Nigré, Côte d’Ivoire – Comunidade local recebe cientistas, conservacionistas e guardas de parque para discutir recuperação de floresta tropical. O encontro ocorre no entorno da aldeia, com cerimônia de boas-vindas ao lado de um pátio aberto. Participantes incluem representantes da EBURCO e da LCA, com apoio do Office of Parks and Reserves (OIPR).
A iniciativa visa proteger o Taï National Park, a maior área remanescente de floresta úmida da região, que já sofreu grande perda de habitat. Em uma viagem de Abidjan até Taï, observou-se que quase 90% da cobertura florestal foi reduzida na última década na área, destacando a necessidade de ações de conservação.
Os participantes discutem a criação de um corredor ecológico ligando Taï a Grebo National Park, em Libéria, a apenas quatro quilômetros da vila. A proposta envolve reflorestamento em pequenas porções de propriedades, com consentimento dos moradores, para facilitar a passagem de animais como o elefante-da-floresta e o bongo.
Entre as estratégias, está a promoção de agroflorestação, diversificação de culturas e monitoramento da biodiversidade. A ideia é reduzir a dependência de culturas monoculturais, como o rubber, e incentivar atividades agropecuárias locais que promovam renda e preservação do manejo da floresta.

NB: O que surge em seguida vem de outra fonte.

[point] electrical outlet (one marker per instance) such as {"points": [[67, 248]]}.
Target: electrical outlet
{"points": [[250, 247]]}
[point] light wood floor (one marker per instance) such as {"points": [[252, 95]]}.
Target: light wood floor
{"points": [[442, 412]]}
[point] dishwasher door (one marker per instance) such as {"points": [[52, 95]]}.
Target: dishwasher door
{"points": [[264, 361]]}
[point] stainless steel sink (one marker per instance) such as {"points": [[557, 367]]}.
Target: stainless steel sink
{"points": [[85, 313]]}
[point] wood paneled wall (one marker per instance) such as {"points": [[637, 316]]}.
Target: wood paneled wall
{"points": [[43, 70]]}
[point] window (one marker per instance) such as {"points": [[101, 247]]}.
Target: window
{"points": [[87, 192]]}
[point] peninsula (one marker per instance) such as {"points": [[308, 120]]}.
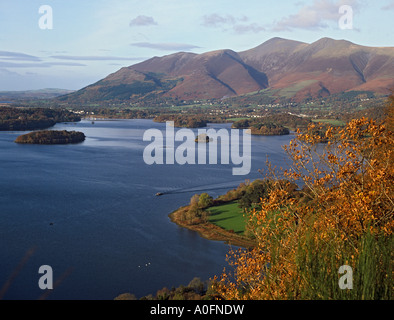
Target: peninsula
{"points": [[51, 137]]}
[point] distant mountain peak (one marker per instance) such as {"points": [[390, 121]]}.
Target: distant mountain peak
{"points": [[297, 68]]}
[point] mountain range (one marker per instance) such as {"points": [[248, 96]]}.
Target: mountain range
{"points": [[302, 70]]}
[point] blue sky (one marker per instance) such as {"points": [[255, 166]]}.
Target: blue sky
{"points": [[93, 38]]}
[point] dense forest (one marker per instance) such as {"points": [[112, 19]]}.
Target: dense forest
{"points": [[23, 119], [51, 137], [183, 120], [273, 124]]}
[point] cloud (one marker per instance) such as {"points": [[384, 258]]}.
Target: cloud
{"points": [[169, 46], [8, 55], [315, 16], [236, 24], [6, 64], [142, 21], [390, 6], [93, 58]]}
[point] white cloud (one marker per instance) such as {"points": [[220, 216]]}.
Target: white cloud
{"points": [[236, 24], [165, 46], [142, 21], [389, 6], [8, 55], [314, 17], [93, 58]]}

OIPR e parceiros planejam instalar câmeras de armadilha em quatro áreas do Taï para monitorar espécies, movimentos e atividades ilegais. Gestores locais destacam que o patrulhamento tem reduzido a caça ilegal, com alguns caçadores já entregando armas de forma voluntária.
Bongo, duikers, antílopes e primatas habitam Taï, que abriga ao menos 14 espécies de ungulados. O projeto busca ampliar o espaço para esses animais, fortalecendo a conectividade entre parques nacionais de dois países vizinhos e contribuindo para a conservação de espécies de menor ocorrência.
O chefe de Nigré, Djahi Bertin, reforça o histórico de conservação da aldeia e a disposição de apoiar o corredor ecológico. Em troca, moradores querem ver projetos complementares de geração de renda, como criação de aves, Peixe e suínos desenvolvidos na região.
A reunião em Nigré marca o início de uma parceria entre comunidades locais, autoridades de conservação e organizações não governamentais para promover a conectividade de habitats. O objetivo é assegurar a funcionalidade ecológica de Taï e fortalecer meios de vida sustentáveis para a população.
Banner: Leoa em Taï National Park, Côte d’Ivoire, 2026. Fonte: OIPR/EBURCO.